What IT Leaders Can Learn From Hostage Negotiators
A leadership expert and former hostage negotiator says that business leaders who show that they care about employees will create a safe haven that fosters productivity and creativity
Thu, October 25, 2012
CIO — Psychologist, former hostage negotiator and professor of leadership at the International Institute for Management Development, George Kohlrieser is the co-author of Care to Dare: Unleashing Astonishing Potential Through Secure Base Leadership. He talks about how a respectful, caring workplace produces big innovation gains.
What can leaders learn from hostage negotiators?
As a hostage negotiator, you have to create a relationship with someone you don't necessarily like. And through that relationship, you have to help the person change his mind, convince him to give up weapons and come out, knowing he will probably go to prison. Hostage negotiators have a 95 percent success rate because of the way it's done.

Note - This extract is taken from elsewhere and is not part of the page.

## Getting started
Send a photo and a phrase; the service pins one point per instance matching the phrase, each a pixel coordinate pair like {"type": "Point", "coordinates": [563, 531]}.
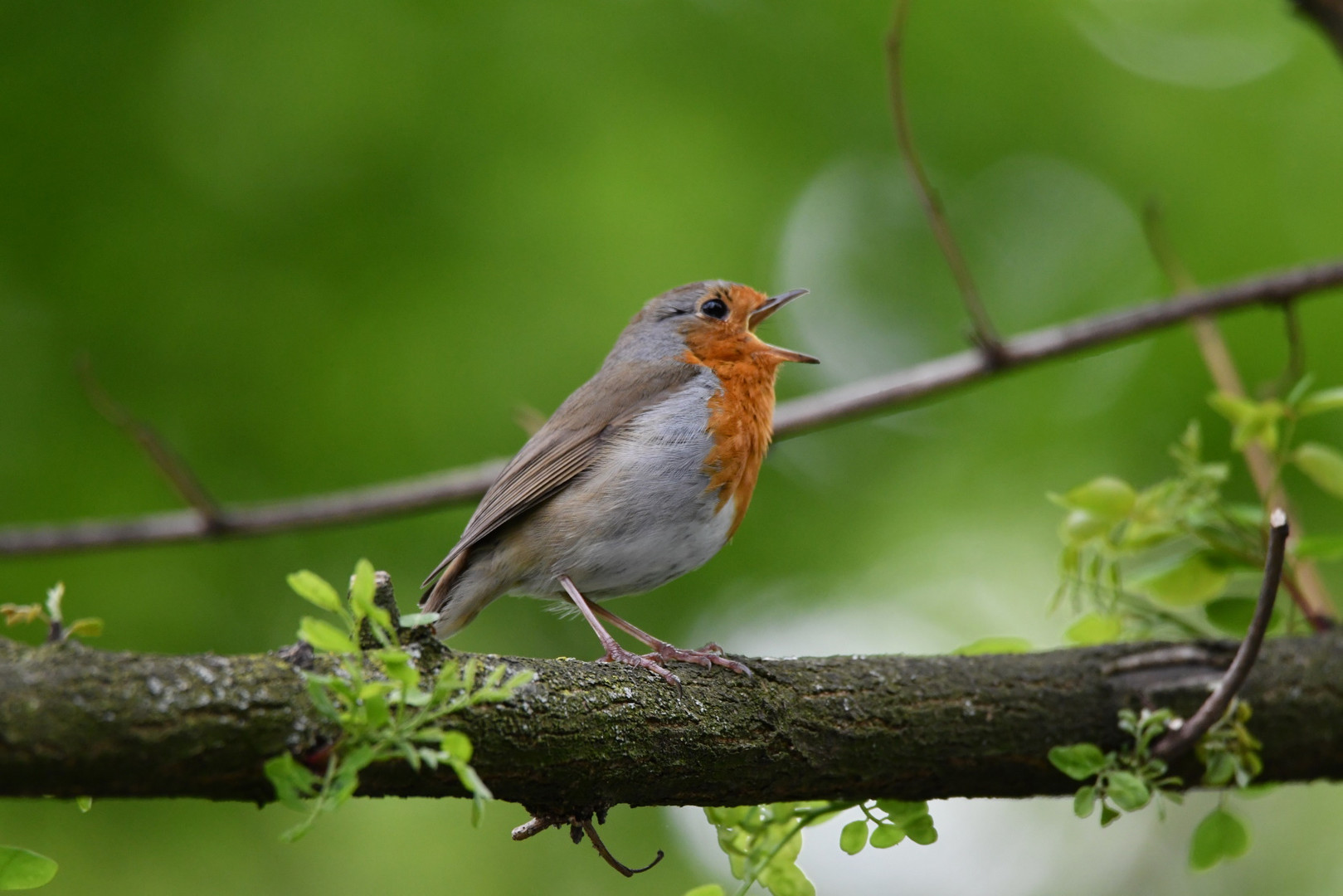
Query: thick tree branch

Leaders have to be able to show some caring. So does a hostage negotiator. You do this authentically. It's not manipulation. You do it by being interested in the well-being of that person, working toward common, incremental goals. If I have someone in front of me who's an absolute jerk, I have to remember what my role is and what our common goal is. Be immune to criticism. De-escalate their tension so they will cooperate with you.
Why does this approach work?
The idea comes from evolutionary psychology, where we know that the human brain looks for pain and danger in the world, to survive. When a child has a good caretaker and is safe, the child goes out to explore and comes back for protection, energy and comfort. Then he goes out again. That phenomenon remains throughout life. You need secure bases until the day you die.
How caring should a leader be?
The more the better, within boundaries. It's how you show interest and concern, how you do small things for the people around you. In customer service, you know when you're dealing with a bureaucrat who is cold and detached, as opposed to someone responsive. Leaders often say, "I don't have time to care." But they're creating a huge, huge problem for themselves. What I'm talking about is engagement. You deal with people respectfully. You can be tough but respectful.
How do you measure the level of caring you've already built?
Measure the engagement of employees. If your immediate boss is caring and gives respect and interest in a variety of ways, then you feel engaged. Engagement is directly linked to productivity. Organizations that measure engagement of over 65 percent are going to make it. If you're under that, you're in big trouble. Caring doesn't mean you're soft or a pushover.
What's the link between caring and innovation?
When a leader creates that trusting environment, the organization opens itself to innovation and creativity, as opposed to being defensive and looking over the shoulder. The kind of caring you provide dares people to challenge themselves and do things they'd never dare to do if they didn't have safety.